There’d been regular and sometimes quite unpleasant spats on social and political issues between Ulick O’Connor and Dennis Franks, the former a combative writer and journalist and the latter a posh-voiced earnest actor of Polish-Jewish decent, who died in 1967. But 1966 was the year in which the Late Late began to make headlines.

This began with a no-show that generated controversy. Victor Lownes, London representative of Hugh Hefner’s Playboy empire, had been invited to appear, but his participation was axed by the RTE authorities when it was learned that he aimed to use his Late Late interview to recruit young Irish women to work as Bunnies in Playboy clubs. Catholic Ireland couldn’t be having that.

Two months later, in March 1966, all officialdom’s hell broke loose when Trinity student Brian Trevaskis criticised the Bishop of Galway, Michael Browne, for spending money on a new cathedral rather than on helping the poor. In a country still in thrall to an autocratic clergy that didn’t brook dissent, or even questioning, these remarks were mutinous enough, but when Trevaskis went on to describe the cathedral as a “monstrosity” and the bishop as a “moron” there was uproar from Catholic Ireland – if not from many younger viewers, who applauded this young upstart’s radical cheek.

Invited back to explain himself – indeed, to apologise – on the following week’s show, Trevaskis instead argued that an Ireland which saw nothing wrong in the building of ornate churches but which regarded unmarried mothers as outcasts was not a Christian society.
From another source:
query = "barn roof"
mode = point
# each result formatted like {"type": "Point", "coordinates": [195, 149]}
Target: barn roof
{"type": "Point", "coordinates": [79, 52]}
And so ended the television career of a Catholic, working-class student, who in later years joined the Anglican church before being fatally hit by a train in north Dublin in 1980.

But the year’s most famous controversy – and one that has gone into Late Late folklore as ‘The Bishop and the Nightie’ – came via a small item on the show in which Gay Byrne chatted to a number of couples about their relationships. Asked if she could remember the colour of her honeymoon nightdress, Mrs Fox from Terenure suggested that she mightn’t have been wearing any such garment.

This provoked laughter from the host and giggles from the studio audience. However, the Bishop of Galway didn’t see the funny side of it, denouncing the show as immoral and its presenter as a purveyor of “filth.” Nor was he the only unamused cleric – the Bishop of Clonfert sending a telegram to RTE declaring that he was “disgusted with disgraceful performance.” Meanwhile, Loughrea Town Council described the show as “a dirty programme that should be abolished altogether.” Cowed by all these moral worthies, RTE capitulated with an apology.

In subsequent decades there would be other Late Late controversies – involving contraceptive trains, lesbian nuns, drunken psychoanalysts, Gerry Adams, Annie Murphy, Padraig Flynn – but none that had the impact occasioned by Brian Trevaskis, the Bishop of Galway and what women wear or don’t wear in their marital bed.

Ireland was changing, its people were no longer content to pay blind obeisance to the old social, sexual or religious verities and in the Late late Show they had discovered an open forum, unmediated by anyone other than its host, for their sceptical questioning and their burgeoning dissent from received official diktats, whether clerical or political. No wonder De Valera had been so afraid.